Всю дорогу до Колесберга я проплакала. Именно тогда Соня в первый раз зашевелилась, как будто хотела сказать: «Хватит, возьми себя в руки, с нами все будет хорошо». Тогда я поняла, что никому ее не отдам.

Гриссел нашел то, что искал, в трех отчетах судмедэкспертов. Он вошел в кабинет Матта Яуберта и стал ждать, пока старший суперинтендент закончит говорить по телефону.

– Результаты вскрытия не исключают ассегая, – говорил в трубку Яуберт, – но им надо провести дополнительные исследования, на которые нужно время. Перезвоните через пару дней. Хорошо. Пожалуйста. Спасибо. До свидания. – Он положил трубку и посмотрел на Гриссела. – Рад, что ты вернулся, Бенни. Как себя чувствуешь?

– До ужаса трезвым. Что там такое насчет ассегая?

– Дело Энвера Дэвидса. Звонили из «Аргуса», задавали массу вопросов. Чувствую, нас ждут крупные неприятности.

Гриссел выложил на стол перед Яубертом отчеты судмедэкспертов и заявил:

– Тот подонок клеит их в «Вулворте». Вечером в пятницу. Раньше я не обращал внимания на одну важную подробность, потому что не знал, что ищу… В общем, судмедэксперты обследовали содержимое мусорных баков у домов всех трех жертв; в двух из них обнаружились пакеты из «Вулворта» и чеки, а в третьем – только чек, но все трое побывали там, в магазине на набережной в пятницу, в те пятницы, когда их убили, где-то между половиной пятого и семью вечера.

Яуберт перечитал отчеты.

– Бенни, этого мало.

– Знаю, Матт, но сегодня утром я еще побеседовал с двумя важными свидетельницами… Узнал много нового! Сдается мне, только старым женатикам, вроде нас с тобой, кажется, будто супермаркет – это такое место, где покупают продукты.

– Объясни! – велел Яуберт, радуясь тому, что в глазах Гриссела загорелся прежний огонек, гадая про себя: надолго ли?

В торговом центре на Черч-стрит Тобела отыскал таксофон, который работал от монет, и в засаленном телефонном справочнике нашел номер психологического факультета Кейптаунского университета.
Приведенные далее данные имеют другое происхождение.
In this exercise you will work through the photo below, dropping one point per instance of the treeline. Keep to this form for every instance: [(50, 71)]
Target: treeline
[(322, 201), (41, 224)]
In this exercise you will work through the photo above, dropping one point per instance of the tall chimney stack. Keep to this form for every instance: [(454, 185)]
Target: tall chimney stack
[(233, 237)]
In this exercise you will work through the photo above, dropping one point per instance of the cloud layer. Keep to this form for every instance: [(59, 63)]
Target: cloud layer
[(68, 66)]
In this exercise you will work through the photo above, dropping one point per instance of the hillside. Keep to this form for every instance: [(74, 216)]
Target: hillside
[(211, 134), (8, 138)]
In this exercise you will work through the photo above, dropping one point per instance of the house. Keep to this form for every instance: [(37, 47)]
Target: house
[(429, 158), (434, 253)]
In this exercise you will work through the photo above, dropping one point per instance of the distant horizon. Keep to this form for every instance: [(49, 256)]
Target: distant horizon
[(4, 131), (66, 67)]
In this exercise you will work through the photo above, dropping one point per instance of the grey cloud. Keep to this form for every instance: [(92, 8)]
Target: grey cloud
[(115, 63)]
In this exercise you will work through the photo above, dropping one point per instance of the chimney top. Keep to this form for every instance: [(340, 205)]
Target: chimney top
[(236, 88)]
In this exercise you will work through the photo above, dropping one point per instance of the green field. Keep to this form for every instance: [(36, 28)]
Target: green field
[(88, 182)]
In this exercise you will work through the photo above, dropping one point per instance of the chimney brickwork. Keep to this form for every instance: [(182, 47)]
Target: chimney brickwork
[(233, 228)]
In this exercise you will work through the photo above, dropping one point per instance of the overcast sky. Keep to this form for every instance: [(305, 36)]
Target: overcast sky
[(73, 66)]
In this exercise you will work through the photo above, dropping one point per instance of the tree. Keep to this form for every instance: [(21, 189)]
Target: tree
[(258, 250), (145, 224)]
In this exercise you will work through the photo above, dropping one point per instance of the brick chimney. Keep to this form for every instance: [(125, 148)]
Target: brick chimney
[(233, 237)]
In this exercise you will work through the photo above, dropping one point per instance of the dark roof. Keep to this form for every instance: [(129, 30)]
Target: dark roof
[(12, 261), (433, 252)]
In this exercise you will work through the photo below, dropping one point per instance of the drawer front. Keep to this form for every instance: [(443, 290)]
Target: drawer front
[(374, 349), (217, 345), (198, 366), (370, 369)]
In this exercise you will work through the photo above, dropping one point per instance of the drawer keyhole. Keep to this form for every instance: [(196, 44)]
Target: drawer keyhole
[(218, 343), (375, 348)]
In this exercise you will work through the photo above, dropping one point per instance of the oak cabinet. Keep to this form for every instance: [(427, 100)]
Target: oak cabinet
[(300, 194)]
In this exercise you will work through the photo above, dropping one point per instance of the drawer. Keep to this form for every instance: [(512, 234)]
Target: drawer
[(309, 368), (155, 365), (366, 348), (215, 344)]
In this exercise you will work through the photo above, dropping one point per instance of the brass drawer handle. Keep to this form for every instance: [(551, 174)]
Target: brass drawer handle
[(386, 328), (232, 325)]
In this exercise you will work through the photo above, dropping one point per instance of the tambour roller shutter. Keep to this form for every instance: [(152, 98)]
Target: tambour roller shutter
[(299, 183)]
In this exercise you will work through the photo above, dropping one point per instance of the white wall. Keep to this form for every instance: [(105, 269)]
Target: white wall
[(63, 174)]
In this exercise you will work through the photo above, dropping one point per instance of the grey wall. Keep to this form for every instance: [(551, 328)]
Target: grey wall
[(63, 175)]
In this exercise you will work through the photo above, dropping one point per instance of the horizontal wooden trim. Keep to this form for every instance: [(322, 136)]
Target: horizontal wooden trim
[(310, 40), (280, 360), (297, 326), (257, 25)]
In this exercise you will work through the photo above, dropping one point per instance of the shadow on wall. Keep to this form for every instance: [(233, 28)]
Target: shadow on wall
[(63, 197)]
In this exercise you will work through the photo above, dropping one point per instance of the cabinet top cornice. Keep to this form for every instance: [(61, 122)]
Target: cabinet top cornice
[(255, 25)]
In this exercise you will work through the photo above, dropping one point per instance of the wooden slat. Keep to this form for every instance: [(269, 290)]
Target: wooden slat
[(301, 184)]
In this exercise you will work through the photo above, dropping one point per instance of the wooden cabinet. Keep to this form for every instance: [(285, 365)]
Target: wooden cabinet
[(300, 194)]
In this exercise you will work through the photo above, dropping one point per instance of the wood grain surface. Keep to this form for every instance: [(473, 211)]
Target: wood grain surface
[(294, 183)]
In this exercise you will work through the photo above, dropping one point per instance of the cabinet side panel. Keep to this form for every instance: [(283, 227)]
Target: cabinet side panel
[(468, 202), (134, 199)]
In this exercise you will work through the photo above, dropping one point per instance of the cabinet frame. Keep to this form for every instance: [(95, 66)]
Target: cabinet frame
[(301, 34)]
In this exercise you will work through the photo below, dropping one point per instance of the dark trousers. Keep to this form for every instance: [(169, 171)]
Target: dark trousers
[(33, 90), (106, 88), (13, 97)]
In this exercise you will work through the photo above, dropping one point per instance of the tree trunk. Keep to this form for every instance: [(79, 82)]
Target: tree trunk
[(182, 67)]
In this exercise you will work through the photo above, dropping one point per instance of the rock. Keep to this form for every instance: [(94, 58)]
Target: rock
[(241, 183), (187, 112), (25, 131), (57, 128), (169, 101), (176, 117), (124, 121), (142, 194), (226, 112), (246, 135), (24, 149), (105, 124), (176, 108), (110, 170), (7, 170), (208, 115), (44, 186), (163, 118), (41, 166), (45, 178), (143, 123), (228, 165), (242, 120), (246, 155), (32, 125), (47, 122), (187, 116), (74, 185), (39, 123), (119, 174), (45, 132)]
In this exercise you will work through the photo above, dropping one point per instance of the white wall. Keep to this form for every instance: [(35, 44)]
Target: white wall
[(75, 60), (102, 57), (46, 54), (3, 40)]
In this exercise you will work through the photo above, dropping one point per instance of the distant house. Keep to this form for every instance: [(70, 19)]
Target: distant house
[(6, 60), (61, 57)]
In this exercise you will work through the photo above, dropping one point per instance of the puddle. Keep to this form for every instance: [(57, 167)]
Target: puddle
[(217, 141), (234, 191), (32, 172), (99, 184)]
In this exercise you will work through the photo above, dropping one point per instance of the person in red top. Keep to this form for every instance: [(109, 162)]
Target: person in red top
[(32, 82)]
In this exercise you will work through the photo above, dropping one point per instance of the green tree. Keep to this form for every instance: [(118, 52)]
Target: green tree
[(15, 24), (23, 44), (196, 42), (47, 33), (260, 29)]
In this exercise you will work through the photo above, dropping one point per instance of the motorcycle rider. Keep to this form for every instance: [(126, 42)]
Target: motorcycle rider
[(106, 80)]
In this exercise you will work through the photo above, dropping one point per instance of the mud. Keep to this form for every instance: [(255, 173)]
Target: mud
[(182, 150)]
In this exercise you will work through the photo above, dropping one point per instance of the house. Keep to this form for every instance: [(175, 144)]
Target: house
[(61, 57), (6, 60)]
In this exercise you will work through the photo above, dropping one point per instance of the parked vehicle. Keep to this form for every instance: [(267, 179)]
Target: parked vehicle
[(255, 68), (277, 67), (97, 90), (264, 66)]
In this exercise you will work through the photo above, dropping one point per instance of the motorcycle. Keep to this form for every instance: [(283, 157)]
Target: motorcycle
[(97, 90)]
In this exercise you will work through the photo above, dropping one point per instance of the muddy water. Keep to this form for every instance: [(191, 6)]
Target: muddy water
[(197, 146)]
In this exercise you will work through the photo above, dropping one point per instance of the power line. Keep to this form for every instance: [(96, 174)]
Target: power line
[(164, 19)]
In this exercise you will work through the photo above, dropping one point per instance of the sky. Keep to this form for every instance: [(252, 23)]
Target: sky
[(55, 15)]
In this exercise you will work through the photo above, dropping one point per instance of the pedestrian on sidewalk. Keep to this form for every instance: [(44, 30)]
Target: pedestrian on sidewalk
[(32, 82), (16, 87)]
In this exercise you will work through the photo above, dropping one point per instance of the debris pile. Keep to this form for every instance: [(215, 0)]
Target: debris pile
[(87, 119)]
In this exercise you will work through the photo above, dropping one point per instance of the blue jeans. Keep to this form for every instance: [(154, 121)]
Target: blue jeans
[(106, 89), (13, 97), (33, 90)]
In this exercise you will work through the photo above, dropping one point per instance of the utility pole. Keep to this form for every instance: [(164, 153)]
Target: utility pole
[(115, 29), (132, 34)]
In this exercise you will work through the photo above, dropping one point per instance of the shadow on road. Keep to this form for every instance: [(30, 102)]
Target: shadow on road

Позвонив, он попросил к телефону профессора Дэвида Аккермана.

– Он на обходе. Что ему передать?

– Я пишу статью о преступлениях против детей. У меня к нему есть несколько вопросов.

– В каком издании вы работаете?

– Я работаю вне штата.

– Профессор Аккерман очень занят…

– Я отниму у него всего несколько минут.

– Я перезвоню вам, сэр.

– Я не всегда бываю на месте… Можно перезвонить завтра?

– С кем я разговариваю?

– Меня зовут Пакамиле, – сказал он. – Пакамиле Нзулувази.